The Pope could set an important sign for the peaceful coexistence between Muslims, Christians, Jews, Yazidis, Mandeans and Baha'is in the Middle East

Benedict XVI expected in Lebanon (September 14th to 16th)

The Society for Threatened Peoples (STP) welcomes the upcoming three-day visit of Pope Benedict XVI in Lebanon. "During his visit to multi-ethnic and multi-religious Lebanon, the head of the Roman Catholic Church could set an important sign for a peaceful coexistence of Muslims, Christians, Jews, Yazidis, Mandaeans and Baha'is in the Middle East – against the backdrop of the escalation of violence in Syria, sectarian tensions in Lebanon and attacks on Christians in Iraq and Egypt – said the STP's Middle East expert, Kamal Sido, in Göttingen on Thursday. On Saturday, the Pope will hold talks with the President and the Prime Minister of Lebanon, Michel Suleiman and Najib Mikati, before meeting various religious leaders of the country. 

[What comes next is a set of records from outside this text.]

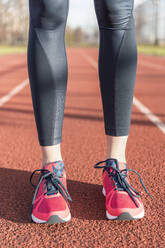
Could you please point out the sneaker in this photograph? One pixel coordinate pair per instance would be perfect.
(50, 203)
(123, 202)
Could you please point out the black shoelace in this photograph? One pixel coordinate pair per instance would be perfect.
(53, 183)
(119, 178)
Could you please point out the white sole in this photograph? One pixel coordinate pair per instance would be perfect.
(36, 220)
(111, 217)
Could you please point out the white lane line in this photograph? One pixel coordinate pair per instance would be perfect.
(146, 111)
(13, 92)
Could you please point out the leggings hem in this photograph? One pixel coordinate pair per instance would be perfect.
(117, 132)
(49, 141)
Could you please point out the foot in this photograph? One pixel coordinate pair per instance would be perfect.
(50, 202)
(123, 202)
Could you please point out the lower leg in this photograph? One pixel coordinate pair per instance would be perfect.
(116, 147)
(51, 154)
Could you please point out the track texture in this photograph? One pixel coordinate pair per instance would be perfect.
(83, 145)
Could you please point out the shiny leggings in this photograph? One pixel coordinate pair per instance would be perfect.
(48, 69)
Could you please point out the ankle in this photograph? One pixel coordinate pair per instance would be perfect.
(51, 154)
(47, 161)
(121, 159)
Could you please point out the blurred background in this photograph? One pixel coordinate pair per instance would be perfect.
(82, 29)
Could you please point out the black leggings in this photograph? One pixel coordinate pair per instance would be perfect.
(48, 69)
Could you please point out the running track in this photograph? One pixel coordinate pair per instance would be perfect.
(83, 145)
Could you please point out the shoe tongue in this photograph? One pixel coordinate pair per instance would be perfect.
(117, 164)
(56, 167)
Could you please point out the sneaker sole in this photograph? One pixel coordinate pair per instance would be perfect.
(54, 219)
(123, 216)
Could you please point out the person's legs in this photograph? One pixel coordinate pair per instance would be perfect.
(117, 70)
(47, 66)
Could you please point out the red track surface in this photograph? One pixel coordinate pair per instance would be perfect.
(83, 145)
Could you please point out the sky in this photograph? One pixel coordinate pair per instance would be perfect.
(81, 13)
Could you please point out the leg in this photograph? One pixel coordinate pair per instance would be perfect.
(47, 66)
(117, 70)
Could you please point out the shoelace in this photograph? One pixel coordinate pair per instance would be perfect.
(54, 185)
(119, 178)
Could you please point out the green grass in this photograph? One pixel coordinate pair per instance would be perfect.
(12, 49)
(152, 50)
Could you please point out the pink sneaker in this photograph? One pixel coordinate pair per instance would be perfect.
(123, 202)
(50, 202)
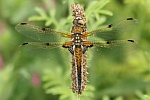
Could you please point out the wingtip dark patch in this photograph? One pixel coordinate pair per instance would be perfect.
(129, 18)
(131, 40)
(43, 28)
(23, 23)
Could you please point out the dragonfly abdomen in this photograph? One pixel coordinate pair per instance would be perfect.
(79, 71)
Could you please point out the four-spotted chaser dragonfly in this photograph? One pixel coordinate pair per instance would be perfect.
(78, 44)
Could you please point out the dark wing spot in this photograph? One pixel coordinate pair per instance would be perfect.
(24, 43)
(131, 40)
(109, 26)
(129, 18)
(47, 44)
(43, 28)
(108, 42)
(23, 23)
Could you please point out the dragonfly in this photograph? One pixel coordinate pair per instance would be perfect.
(78, 43)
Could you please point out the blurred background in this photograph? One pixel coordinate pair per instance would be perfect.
(25, 77)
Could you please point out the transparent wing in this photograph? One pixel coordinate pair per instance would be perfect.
(113, 30)
(113, 48)
(51, 50)
(39, 33)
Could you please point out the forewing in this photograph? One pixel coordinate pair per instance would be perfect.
(39, 33)
(111, 31)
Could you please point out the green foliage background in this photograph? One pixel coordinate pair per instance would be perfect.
(24, 77)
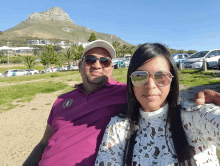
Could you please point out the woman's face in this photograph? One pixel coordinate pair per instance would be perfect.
(151, 96)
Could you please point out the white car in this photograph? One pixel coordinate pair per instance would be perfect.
(32, 71)
(72, 67)
(15, 72)
(127, 63)
(195, 61)
(56, 69)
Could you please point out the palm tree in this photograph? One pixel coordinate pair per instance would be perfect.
(116, 45)
(29, 61)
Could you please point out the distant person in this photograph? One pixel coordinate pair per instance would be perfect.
(156, 129)
(78, 119)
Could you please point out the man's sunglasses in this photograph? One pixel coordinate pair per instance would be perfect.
(162, 78)
(104, 61)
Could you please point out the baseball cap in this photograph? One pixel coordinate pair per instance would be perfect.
(100, 43)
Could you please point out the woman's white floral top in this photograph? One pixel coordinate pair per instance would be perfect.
(201, 125)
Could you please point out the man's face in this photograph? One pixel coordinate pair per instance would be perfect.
(95, 74)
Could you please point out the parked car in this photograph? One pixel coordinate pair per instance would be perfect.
(32, 71)
(127, 62)
(15, 72)
(195, 61)
(47, 70)
(56, 69)
(179, 57)
(64, 68)
(119, 61)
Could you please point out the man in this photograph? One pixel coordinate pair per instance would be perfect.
(78, 118)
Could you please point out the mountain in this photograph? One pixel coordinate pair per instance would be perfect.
(53, 24)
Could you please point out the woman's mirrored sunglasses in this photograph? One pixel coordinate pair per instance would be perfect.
(91, 59)
(162, 78)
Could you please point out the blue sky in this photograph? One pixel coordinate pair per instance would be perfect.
(187, 25)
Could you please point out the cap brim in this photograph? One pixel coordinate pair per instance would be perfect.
(102, 44)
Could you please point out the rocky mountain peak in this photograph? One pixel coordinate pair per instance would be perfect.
(53, 14)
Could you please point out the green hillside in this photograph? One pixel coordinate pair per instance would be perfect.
(51, 30)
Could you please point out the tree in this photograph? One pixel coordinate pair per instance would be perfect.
(79, 53)
(116, 45)
(1, 53)
(124, 50)
(132, 49)
(69, 54)
(29, 61)
(191, 51)
(49, 57)
(57, 48)
(92, 37)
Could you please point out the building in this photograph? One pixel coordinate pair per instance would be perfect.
(16, 50)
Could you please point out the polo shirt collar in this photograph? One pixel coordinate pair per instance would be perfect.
(109, 83)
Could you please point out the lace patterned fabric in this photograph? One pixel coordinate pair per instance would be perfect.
(201, 125)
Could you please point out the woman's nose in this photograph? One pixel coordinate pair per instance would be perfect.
(150, 83)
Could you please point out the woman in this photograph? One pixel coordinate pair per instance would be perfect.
(156, 130)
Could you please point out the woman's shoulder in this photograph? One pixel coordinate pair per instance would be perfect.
(190, 106)
(118, 120)
(189, 110)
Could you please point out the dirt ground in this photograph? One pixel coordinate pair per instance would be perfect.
(23, 127)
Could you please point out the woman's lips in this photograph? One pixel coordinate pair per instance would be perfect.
(96, 73)
(150, 97)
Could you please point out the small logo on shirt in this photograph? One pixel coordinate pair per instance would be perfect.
(67, 103)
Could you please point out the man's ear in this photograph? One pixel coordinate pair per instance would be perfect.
(80, 65)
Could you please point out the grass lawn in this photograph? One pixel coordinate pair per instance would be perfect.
(51, 82)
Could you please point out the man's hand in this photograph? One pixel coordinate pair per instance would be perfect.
(207, 96)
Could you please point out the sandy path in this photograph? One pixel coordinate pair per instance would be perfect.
(23, 127)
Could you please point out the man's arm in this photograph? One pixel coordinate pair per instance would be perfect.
(35, 156)
(207, 96)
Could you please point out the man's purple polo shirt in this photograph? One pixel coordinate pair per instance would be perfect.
(79, 121)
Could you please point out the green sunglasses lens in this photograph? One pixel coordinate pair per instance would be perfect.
(139, 78)
(162, 78)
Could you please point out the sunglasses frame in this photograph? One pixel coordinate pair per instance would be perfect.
(163, 71)
(84, 57)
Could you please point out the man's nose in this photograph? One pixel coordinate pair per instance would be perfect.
(97, 64)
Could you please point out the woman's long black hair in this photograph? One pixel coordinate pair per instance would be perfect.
(143, 53)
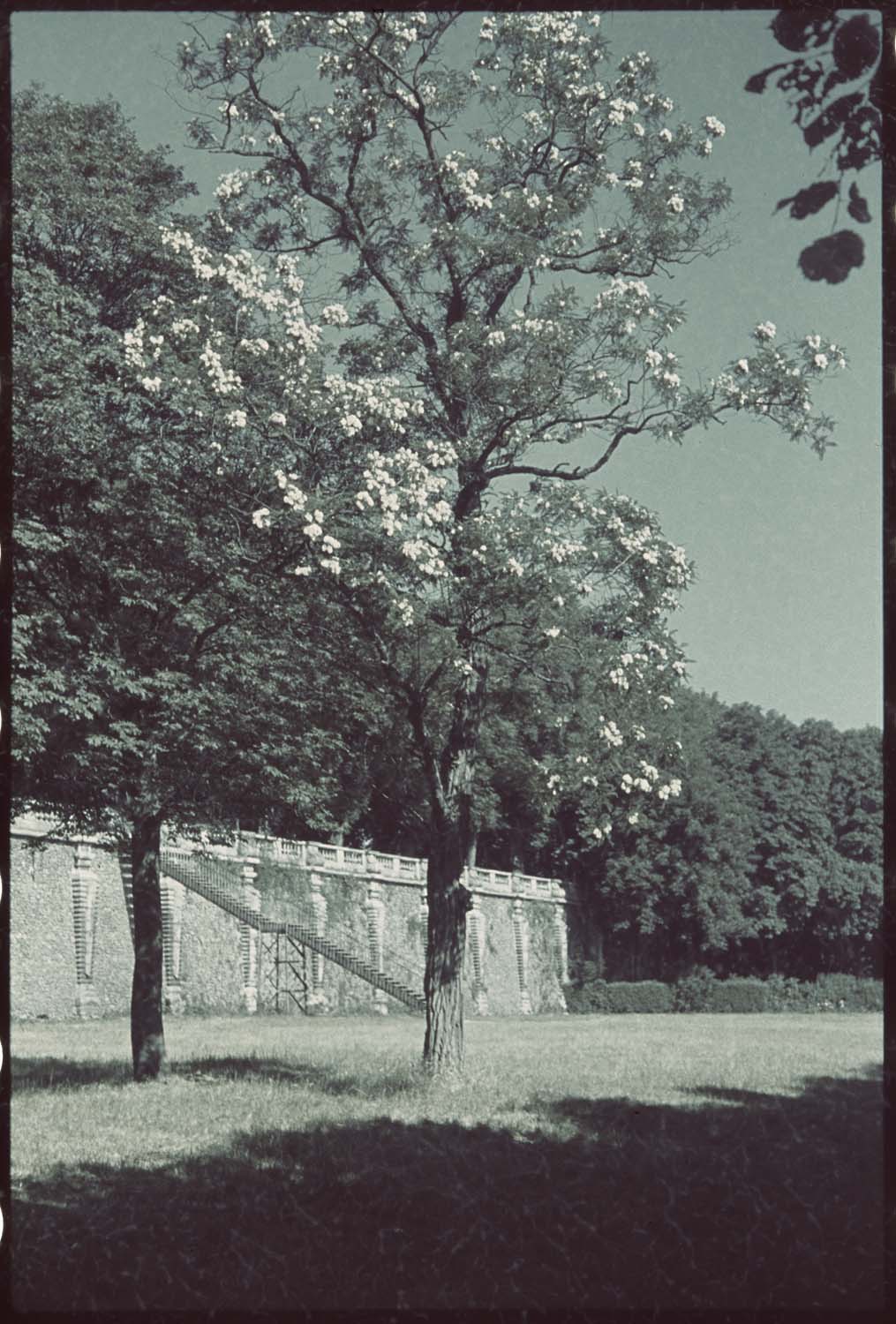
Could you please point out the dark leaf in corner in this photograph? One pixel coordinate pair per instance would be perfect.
(798, 29)
(858, 207)
(832, 257)
(810, 200)
(832, 119)
(758, 81)
(856, 47)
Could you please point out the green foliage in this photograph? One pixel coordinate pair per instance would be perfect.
(158, 659)
(739, 995)
(599, 996)
(694, 992)
(769, 860)
(702, 990)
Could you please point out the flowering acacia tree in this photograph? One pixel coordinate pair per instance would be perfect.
(491, 222)
(150, 624)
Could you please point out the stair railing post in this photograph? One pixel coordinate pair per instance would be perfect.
(249, 935)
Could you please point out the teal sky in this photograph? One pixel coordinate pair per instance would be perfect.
(787, 609)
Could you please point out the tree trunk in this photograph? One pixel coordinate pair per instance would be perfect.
(448, 900)
(147, 1030)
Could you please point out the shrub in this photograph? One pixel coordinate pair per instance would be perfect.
(739, 996)
(599, 996)
(694, 992)
(644, 996)
(847, 993)
(870, 995)
(785, 993)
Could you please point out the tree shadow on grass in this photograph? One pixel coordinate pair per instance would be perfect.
(68, 1074)
(761, 1202)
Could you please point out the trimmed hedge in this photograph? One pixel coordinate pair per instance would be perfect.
(739, 996)
(702, 990)
(599, 996)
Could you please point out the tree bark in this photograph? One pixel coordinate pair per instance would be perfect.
(147, 1030)
(448, 902)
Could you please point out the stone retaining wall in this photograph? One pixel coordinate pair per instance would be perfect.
(72, 948)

"There is great hope that Pope Benedict might be able to help alleviate the plight of the many Christian refugees from Syria and to support the Christian host families in Lebanon," said Sido. More and more Christians are leaving neighboring Syria, which is stricken by a civil war. Most of them seek refuge in Lebanon, their number having increased to at least 7,000. The refugees are housed in Lebanese Christian communities near the Mediterranean coast in the north of the country. Around 1,000 Christian families from Syria have found shelter there already. "But often the Syrian refugees don't receive all the help they need, because the Lebanese state is anxious to get involved in the bloody civil war in Syria," said Sido. "Also, the Lebanese government will not set up any refugee camps, for fear that they might turn into rebel strongholds."

The situation in the Middle East is difficult for Christians and other non-Muslim religious communities. The Christian part of the population has decreased dramatically due to conversions to Islam, emigration, war and the genocide of the Armenians and Assyrian Aramaic from 1915 to 1918. In 1900, their numbers ranged at around 20 percent in Egypt, 30 percent in Syria and more than 50 percent in Lebanon. Today, only about seven percent of the Egyptians are Christians – ten percent in Syria and two percent in Iraq. In Lebanon, the number has fallen to less than 50 percent of the population. Therefore, the chances that Christians are politically represented in these states are very limited.